Using helper functions for mask-based composition#

For standard mask-based workflows, stimupy provides helper functions that streamline the process:

Key functions:

from stimupy.components import combine_masks, draw_regions

# Step 1: Create multiple components
visual_size = (10, 12)
ppd = 10

disc = shapes.disc(visual_size=visual_size, ppd=ppd,
                   radius=2, intensity_disc=.5, intensity_background=.5)

ring_1 = shapes.ring(visual_size=visual_size, ppd=ppd,
                     radii=(2, 3), intensity_ring=1, intensity_background=.5)

ring_2 = shapes.ring(visual_size=visual_size, ppd=ppd,
                     radii=(3, 4), intensity_ring=0, intensity_background=.5)

# Step 2: Combine masks
combined_mask = combine_masks(disc["ring_mask"], ring_1["ring_mask"], ring_2["ring_mask"])

# Step 3: Draw regions with desired intensities
img = draw_regions(mask=combined_mask, 
                   intensities=[0.5, 1, 0],  # intensities for regions 1, 2, 3
                   intensity_background=0.5)

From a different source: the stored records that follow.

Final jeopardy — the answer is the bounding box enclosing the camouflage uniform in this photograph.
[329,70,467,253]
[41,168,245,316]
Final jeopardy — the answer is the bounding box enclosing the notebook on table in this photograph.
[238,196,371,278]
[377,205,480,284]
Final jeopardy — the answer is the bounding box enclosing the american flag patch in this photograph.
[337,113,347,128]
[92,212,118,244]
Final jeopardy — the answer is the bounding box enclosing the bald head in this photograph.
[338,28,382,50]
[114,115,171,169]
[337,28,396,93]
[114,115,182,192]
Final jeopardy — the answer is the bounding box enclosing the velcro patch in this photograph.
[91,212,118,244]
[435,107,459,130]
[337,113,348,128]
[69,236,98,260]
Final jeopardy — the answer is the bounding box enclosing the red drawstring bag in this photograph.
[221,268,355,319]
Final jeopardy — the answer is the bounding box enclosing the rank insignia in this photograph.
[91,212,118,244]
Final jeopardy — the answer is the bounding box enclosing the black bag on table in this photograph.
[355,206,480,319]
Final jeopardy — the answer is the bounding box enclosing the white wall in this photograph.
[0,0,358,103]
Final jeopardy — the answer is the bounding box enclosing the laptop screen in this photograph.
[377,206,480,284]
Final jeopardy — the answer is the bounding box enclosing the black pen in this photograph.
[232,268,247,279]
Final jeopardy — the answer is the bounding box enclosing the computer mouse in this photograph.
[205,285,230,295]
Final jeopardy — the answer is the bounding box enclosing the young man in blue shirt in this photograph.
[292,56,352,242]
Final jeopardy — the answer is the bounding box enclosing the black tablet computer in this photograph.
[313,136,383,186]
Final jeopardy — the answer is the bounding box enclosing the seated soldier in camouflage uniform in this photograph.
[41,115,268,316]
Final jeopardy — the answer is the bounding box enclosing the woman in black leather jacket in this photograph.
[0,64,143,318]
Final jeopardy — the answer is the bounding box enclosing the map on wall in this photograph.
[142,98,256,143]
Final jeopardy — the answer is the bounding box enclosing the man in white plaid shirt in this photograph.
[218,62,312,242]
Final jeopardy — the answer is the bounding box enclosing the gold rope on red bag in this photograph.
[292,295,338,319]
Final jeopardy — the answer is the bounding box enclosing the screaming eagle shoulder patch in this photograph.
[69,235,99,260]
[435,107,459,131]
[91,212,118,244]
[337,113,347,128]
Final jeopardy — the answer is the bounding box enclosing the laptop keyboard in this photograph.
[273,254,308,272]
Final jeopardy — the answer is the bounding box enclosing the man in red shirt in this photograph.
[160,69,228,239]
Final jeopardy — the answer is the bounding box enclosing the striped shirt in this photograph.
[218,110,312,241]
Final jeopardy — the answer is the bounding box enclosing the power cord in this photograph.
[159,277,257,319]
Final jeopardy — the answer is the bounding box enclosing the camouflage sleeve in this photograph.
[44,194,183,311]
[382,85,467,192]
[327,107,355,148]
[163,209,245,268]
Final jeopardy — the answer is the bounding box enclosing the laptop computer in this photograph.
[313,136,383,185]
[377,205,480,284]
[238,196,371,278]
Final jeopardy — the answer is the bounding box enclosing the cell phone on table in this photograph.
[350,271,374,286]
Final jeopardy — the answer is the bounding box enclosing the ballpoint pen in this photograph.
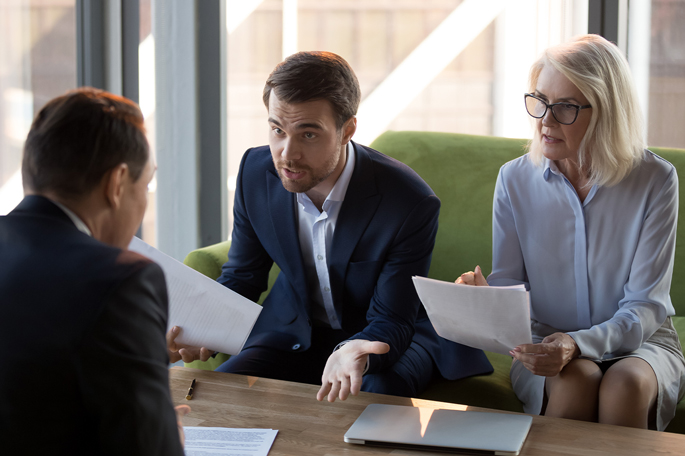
[186,379,195,401]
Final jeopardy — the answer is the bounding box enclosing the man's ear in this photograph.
[342,116,357,144]
[103,163,129,209]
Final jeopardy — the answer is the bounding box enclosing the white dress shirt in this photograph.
[297,142,355,329]
[50,200,93,237]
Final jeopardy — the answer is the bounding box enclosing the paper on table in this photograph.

# Step 4: Create final stimulus
bullseye = {
    "img": img,
    "mask": combined_mask,
    "visual_size": visual_size,
    "ppd": ppd
}

plot_stim(bullseye, mask="mask", stim_name="Composed using helper functions")
plt.show()
../_images/b669966218f2d8f8a087318f882820c3f79f0fd99fe64997d68464c79504e2dc.png

Common mask operations:

  • Intersection: (mask1 == 1) & (mask2 == 1)

  • Union: (mask1 == 1) | (mask2 == 1)

  • Difference: (mask1 == 1) & (~(mask2 == 1))

For more details on working with masks, see the Masks guide.

Choosing the right method#

Method

Best for

Pros

Cons

Direct functions

Common patterns

Complete solution, optimized

Only for pre-defined patterns

Array operations

Simple combinations

Fast, straightforward

Limited control, affects entire image

Mask-based

Precise region control

Fine-grained control, helper functions available

More complex setup

General workflow#

Regardless of method, the general composition workflow is:

  1. Plan your composition: Identify the components and how they should interact

  2. Create components: Generate the basic geometric elements

  3. Combine appropriately: Choose the method that best fits your needs

  4. Validate result: Check that the composition matches your intention

The stimupy.components provide the building blocks, and these composition methods let you combine them into more complex visual stimuli.